Objectives: To establish a model of CNS invasion by Treponema pallidum and to use it to investigate the immune mechanisms responsible for clearance.
Methods: Four macaques were intrathecally inoculated with 0.6 to 2.1 x 10(8) T. pallidum and underwent clinical examinations and blood and CSF collections every 1 to 2 weeks for 12 to 13 weeks. The following were determined: serum Venereal Disease Research Laboratory (VDRL) and microhemagglutination-T. pallidum reactivities, CSF-VDRL, CSF white blood cell (WBC) count, and the presence of viable T. pallidum in CSF by the rabbit infectivity test (all animals), as well as the presence of T. pallidum in CSF by reverse transcriptase (RT)-PCR, WBC phenotype by fluorescence-activated cell sorter, WBC cytokine production by RT-PCR, and brain MRI at 10 weeks (two animals).

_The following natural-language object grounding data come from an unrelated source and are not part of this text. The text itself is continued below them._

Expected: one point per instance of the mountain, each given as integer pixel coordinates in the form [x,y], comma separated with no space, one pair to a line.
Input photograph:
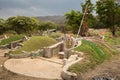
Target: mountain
[56,19]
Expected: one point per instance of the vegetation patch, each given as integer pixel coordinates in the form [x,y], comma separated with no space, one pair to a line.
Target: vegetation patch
[112,40]
[11,39]
[35,43]
[56,35]
[95,54]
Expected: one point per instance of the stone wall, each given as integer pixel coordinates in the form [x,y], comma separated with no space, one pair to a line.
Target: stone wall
[70,52]
[25,54]
[13,44]
[66,75]
[53,50]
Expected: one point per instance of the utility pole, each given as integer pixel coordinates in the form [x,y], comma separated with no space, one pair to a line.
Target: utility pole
[83,21]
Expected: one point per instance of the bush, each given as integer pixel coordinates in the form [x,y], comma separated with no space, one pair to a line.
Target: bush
[11,39]
[56,35]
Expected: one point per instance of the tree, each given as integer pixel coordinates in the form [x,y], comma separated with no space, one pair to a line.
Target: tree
[108,12]
[73,19]
[22,24]
[2,26]
[43,26]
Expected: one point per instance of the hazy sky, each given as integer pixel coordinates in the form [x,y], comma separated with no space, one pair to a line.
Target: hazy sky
[37,7]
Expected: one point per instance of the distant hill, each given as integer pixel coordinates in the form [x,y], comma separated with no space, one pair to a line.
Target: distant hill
[56,19]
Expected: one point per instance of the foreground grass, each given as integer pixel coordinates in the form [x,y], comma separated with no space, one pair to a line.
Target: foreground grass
[11,39]
[112,40]
[35,43]
[95,54]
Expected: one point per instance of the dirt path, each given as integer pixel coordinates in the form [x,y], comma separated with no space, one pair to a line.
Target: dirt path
[35,68]
[109,68]
[6,75]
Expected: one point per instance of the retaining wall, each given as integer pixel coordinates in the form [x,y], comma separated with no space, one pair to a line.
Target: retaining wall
[66,75]
[53,50]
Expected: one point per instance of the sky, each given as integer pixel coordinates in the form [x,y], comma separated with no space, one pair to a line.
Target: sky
[38,7]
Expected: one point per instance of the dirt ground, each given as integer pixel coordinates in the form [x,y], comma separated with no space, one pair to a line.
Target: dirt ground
[110,68]
[6,75]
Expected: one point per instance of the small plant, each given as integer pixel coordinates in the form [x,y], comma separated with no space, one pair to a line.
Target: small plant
[11,39]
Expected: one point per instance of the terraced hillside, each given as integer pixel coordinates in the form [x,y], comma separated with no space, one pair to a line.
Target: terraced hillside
[95,53]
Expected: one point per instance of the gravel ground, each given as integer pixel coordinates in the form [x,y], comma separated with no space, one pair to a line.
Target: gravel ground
[35,68]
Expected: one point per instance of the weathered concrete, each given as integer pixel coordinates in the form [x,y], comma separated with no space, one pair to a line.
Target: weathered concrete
[66,75]
[39,68]
[53,50]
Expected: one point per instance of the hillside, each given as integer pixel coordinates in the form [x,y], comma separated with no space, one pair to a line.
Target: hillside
[56,19]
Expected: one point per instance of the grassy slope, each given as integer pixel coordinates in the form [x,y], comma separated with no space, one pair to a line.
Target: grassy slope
[112,40]
[35,43]
[95,53]
[11,39]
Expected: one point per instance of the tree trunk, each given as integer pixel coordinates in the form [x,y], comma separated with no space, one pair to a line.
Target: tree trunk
[113,30]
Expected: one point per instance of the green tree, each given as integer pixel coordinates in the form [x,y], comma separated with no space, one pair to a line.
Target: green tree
[108,13]
[43,26]
[22,24]
[73,19]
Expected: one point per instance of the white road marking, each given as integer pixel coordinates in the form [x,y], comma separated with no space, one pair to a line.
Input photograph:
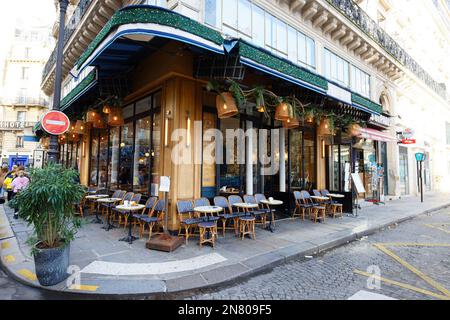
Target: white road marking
[130,269]
[367,295]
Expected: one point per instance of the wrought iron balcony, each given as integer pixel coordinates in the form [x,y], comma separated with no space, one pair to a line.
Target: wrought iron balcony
[355,14]
[71,26]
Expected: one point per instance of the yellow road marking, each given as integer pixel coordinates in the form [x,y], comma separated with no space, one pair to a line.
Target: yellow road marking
[83,287]
[6,245]
[438,228]
[413,244]
[402,285]
[419,273]
[27,274]
[9,259]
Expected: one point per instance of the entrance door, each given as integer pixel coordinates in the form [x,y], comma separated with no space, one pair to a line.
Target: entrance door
[404,181]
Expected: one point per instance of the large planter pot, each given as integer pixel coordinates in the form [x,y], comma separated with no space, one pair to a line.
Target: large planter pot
[51,265]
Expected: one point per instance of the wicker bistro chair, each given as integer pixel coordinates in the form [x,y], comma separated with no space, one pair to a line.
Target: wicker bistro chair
[301,206]
[259,214]
[336,208]
[259,197]
[316,212]
[115,213]
[227,214]
[188,221]
[145,213]
[105,207]
[154,218]
[127,215]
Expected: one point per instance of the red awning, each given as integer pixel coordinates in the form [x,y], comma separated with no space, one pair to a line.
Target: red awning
[373,134]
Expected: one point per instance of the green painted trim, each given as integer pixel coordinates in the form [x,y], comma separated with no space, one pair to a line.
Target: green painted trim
[79,88]
[283,66]
[143,14]
[358,99]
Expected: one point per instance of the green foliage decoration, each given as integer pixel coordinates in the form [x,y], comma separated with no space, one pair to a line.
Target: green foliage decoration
[47,204]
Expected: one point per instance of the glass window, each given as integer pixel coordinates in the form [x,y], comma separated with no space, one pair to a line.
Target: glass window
[103,160]
[94,159]
[126,157]
[142,155]
[258,26]
[213,12]
[113,156]
[156,151]
[245,17]
[230,13]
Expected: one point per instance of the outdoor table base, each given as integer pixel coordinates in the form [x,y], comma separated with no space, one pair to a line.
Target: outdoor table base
[130,238]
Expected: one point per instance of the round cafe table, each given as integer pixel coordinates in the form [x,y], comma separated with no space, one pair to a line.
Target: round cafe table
[270,204]
[130,238]
[108,201]
[93,199]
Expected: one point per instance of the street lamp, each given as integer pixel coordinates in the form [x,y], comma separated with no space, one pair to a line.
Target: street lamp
[53,149]
[420,158]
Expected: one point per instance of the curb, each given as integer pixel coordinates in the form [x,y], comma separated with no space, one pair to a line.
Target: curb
[240,271]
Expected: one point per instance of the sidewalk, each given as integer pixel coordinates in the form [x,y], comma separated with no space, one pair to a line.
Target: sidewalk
[110,267]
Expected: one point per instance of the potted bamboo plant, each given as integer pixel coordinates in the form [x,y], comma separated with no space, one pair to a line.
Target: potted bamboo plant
[47,205]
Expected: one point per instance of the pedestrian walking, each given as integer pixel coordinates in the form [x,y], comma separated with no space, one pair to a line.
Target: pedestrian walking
[18,184]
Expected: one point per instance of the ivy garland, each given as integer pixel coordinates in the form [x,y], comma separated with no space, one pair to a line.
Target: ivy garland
[260,56]
[146,14]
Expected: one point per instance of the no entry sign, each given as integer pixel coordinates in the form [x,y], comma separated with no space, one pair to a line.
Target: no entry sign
[55,122]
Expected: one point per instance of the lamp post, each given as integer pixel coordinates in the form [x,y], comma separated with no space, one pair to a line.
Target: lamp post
[420,158]
[53,148]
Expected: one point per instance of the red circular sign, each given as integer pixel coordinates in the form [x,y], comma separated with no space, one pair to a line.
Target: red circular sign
[55,122]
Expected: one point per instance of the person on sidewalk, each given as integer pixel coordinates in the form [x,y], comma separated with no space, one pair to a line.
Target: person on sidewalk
[3,175]
[18,184]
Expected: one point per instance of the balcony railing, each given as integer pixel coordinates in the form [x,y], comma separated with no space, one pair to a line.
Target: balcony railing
[71,26]
[355,14]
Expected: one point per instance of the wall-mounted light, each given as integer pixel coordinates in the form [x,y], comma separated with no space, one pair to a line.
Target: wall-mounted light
[188,126]
[323,149]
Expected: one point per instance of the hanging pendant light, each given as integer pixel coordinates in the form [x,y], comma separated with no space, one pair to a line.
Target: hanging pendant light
[291,123]
[80,127]
[74,137]
[226,106]
[282,112]
[324,127]
[115,117]
[354,129]
[106,109]
[99,124]
[92,116]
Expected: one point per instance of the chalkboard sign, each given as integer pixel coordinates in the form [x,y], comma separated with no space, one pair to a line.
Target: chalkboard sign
[358,183]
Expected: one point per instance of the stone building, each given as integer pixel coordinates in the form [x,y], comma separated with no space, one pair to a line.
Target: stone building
[22,102]
[340,58]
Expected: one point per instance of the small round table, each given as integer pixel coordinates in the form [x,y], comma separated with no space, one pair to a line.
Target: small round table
[271,203]
[208,229]
[93,199]
[108,201]
[130,238]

Results: All animals became systemically infected and developed CSF pleocytosis that resolved after 8 weeks. CSF T. pallidum was detected from 2 to 8 weeks. CSF T lymphocytes were predominantly CD4+. Interferon-gamma (IFN-gamma) mRNA was consistently detected in CSF WBCs, but interleukin (IL)-4 and IL-5 were not. All animals remained clinically well. MRIs were normal.
Conclusions: In this model, T. pallidum is cleared from the CNS just as in most humans with early syphilis. Local production of IFN-gamma likely participates in this process. This model could be used to clarify the effect of retrovirus-induced immunodeficiency on clearance of T. pallidum from the CNS and on the local CNS immune response.